When you think about climate-smart policies, your mind might automatically jump to the European Union’s Farm-to-Fork section of their Green Deal. There are key elements there for agriculture — reduce pesticide use on crops, fruits and vegetables by 50%, cut nutrient losses on farmed ground by 50%, requiring farmers use 20% less fertilizer and boost overall organic production to 25% of the total.

But, the EU isn’t the only sector in the globe looking to a more sustainable future through regulation and business changes.

The U.S., although not looking at country-wide adoption of climate-smart policies, has a few states looking hard to reduce carbon emissions by 2050, including New York, Virginia, Colorado, North Carolina and more states. One path they see forward in working towards those goals? Through renewable fuel and low carbon fuel standards.

The drive? A more sustainable future, not only in agriculture, but throughout the entire economy and supply chain.

What’s the sector look like in terms of business changes? How is it going to affect the seed sector? That’s one question the American Seed Trade Association’s (ASTA) CSS & Seed Expo wanted to ask before the onset of 2023.

Incentives Driven by State Initiatives

In the policy sector in the U.S., there’s a lot going on in the realm of energy and the move towards climate smart policies. 

Things such as renewable fuel or renewable diesel are already playing a huge role in that, says Tristan Brown, director of the Bioeconomy Development Institute at the SUNY College of  Environmental Science and Forestry. 

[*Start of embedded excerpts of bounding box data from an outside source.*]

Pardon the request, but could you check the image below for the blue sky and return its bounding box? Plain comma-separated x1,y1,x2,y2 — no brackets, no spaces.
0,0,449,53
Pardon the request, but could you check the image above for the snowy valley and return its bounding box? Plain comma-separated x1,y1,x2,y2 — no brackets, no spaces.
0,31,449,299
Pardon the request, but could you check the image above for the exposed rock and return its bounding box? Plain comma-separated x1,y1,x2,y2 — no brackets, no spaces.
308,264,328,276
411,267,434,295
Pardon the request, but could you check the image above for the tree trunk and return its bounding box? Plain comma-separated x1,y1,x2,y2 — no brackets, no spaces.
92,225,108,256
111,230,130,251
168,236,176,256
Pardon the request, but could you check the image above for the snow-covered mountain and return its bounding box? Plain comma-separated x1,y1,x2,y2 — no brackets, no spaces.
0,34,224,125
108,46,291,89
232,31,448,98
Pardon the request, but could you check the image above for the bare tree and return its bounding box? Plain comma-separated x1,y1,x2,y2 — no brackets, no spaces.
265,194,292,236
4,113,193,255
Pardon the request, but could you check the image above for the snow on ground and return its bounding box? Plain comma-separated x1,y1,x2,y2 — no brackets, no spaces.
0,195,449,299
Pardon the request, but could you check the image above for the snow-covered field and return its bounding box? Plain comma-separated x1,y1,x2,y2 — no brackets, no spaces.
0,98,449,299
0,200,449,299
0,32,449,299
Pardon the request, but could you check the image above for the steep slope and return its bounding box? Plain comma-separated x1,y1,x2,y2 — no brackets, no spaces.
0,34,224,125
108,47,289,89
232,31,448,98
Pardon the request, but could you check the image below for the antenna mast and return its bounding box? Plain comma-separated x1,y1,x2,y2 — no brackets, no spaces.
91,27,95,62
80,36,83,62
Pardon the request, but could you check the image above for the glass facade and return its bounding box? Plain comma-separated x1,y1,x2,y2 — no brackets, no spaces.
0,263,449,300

Especially in the road freight sector, when you think about the long haul of heavy-duty applications like construction and agriculture equipment, Brown says this is going to require liquid fuels for the foreseeable future. Particularly due to new decarbonization targets — like targets laid out by low carbon fuel standards, which are being implemented by different states across the U.S.

“If we’re really going to be net zero, we have to start displacing fossil fuel consumption, which means petrochemicals,” he says. 

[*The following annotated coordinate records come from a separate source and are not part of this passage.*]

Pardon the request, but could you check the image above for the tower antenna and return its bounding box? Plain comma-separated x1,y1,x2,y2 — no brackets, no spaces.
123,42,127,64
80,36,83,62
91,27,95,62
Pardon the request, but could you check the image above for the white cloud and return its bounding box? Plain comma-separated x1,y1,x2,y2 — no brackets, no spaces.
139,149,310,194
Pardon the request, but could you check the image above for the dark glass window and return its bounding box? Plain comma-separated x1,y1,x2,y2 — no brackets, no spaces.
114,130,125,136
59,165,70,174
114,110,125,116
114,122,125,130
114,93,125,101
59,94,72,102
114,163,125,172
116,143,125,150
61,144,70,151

The idea behind low carbon fuel standards is to incentivize the reductions in carbon intensity of fuels that are  currently used in the transportation sector — or, the larger your reduction in carbon intensity, the greater incentive you get. 

“This is really different than what we’ve seen at the federal level with a number of the old blending tax credits or the Renewable Fuel Standard,” Brown says. “This is really driven decarbonization of the transportation sector and the states that have adopted it — and we have a number of states that are also considering it in the Midwest. This would be a great drive in the demand for renewable diesel.”

But, as the renewable fuel is being driven by low carbon fuel standards, carbon intensity of feedstock matters.

“This can mean using low to no-till systems,” Brown says. “It’s convenient adopting more sustainable practices at the farmer level because it will actually increase the incentive that renewable diesel will receive.”

Energy and Agriculture

When it comes to energy, Kerry Trombley, senior business development advisor for Marathon Petroleum, sees its future tied together with agriculture. Historically, that’s been the case, and as the move towards sustainability continues — especially with the idea of renewable fuel coming to light — both will share a future.

As the U.S. shifts focus to low carbon intensity and low carbon fuels, he believes the energy sector and the seed sector will need to work together to meet their goals. 

How? Through renewable fuels and biodiesel.

“We see ag and energy becoming more intertwined, but that really got kick-started in 2005 with the passing of the Renewable Fuel Standard (RFS),” Trombley says, adding that the standard kicked off a focus to help the U.S. create their own energy domestically by focusing more on volume than carbon intensity. 

Though that kicked the energy evolution off in 2005, there’s a second energy evolution occurring right now being driven by policies containing low carbon fuel standards, with California leading the pack.

“It shifts the focus from just the volume requirement of renewable fuels to be a carbon intensity requirement for renewable fuels,” Trombley says. “A gallon of biodiesel, which under the RFS was the same whether it was created from soybean oil of from a used cooking oil? Now those are incentivized differently.”

And while these standards are different and are causing changes throughout the U.S., Trombley says that there’s never been such an integration into the existing transportation market — though it’s not without its challenges.

Consumer acceptance of lower carbon fuels and scalability will be a challenge, he adds. 

“Renewable diesel is not biodiesel — biodiesel has blending issues, he says. “Renewable diesel is a 100% drop in fuel. You put it in the engine and it will not know the difference — but scale is going to be a big problem.”

Under the current feedstock constraints, Trombley says you can’t accomplish the goal of decarbonization sustainability given the challenges of scaling, but he believes proper policy can drive industries to innovation and solutions. 

“Regenerative and sustainable agricultural practices have demonstrated positive carbon impact should be recognized and incentivized as part of state and national programs,” he says. “Innovative approaches, such as reduced fertilizer usage, cover crops and any way to reduce the land usage should be encouraged as part of the policies.

“Energy has a diverse future,” Trombley says. “The continued growth between ag and energy  where our sustainability practices overlap and where they’re incentivized will continue to grow the renewable liquid fuels business.”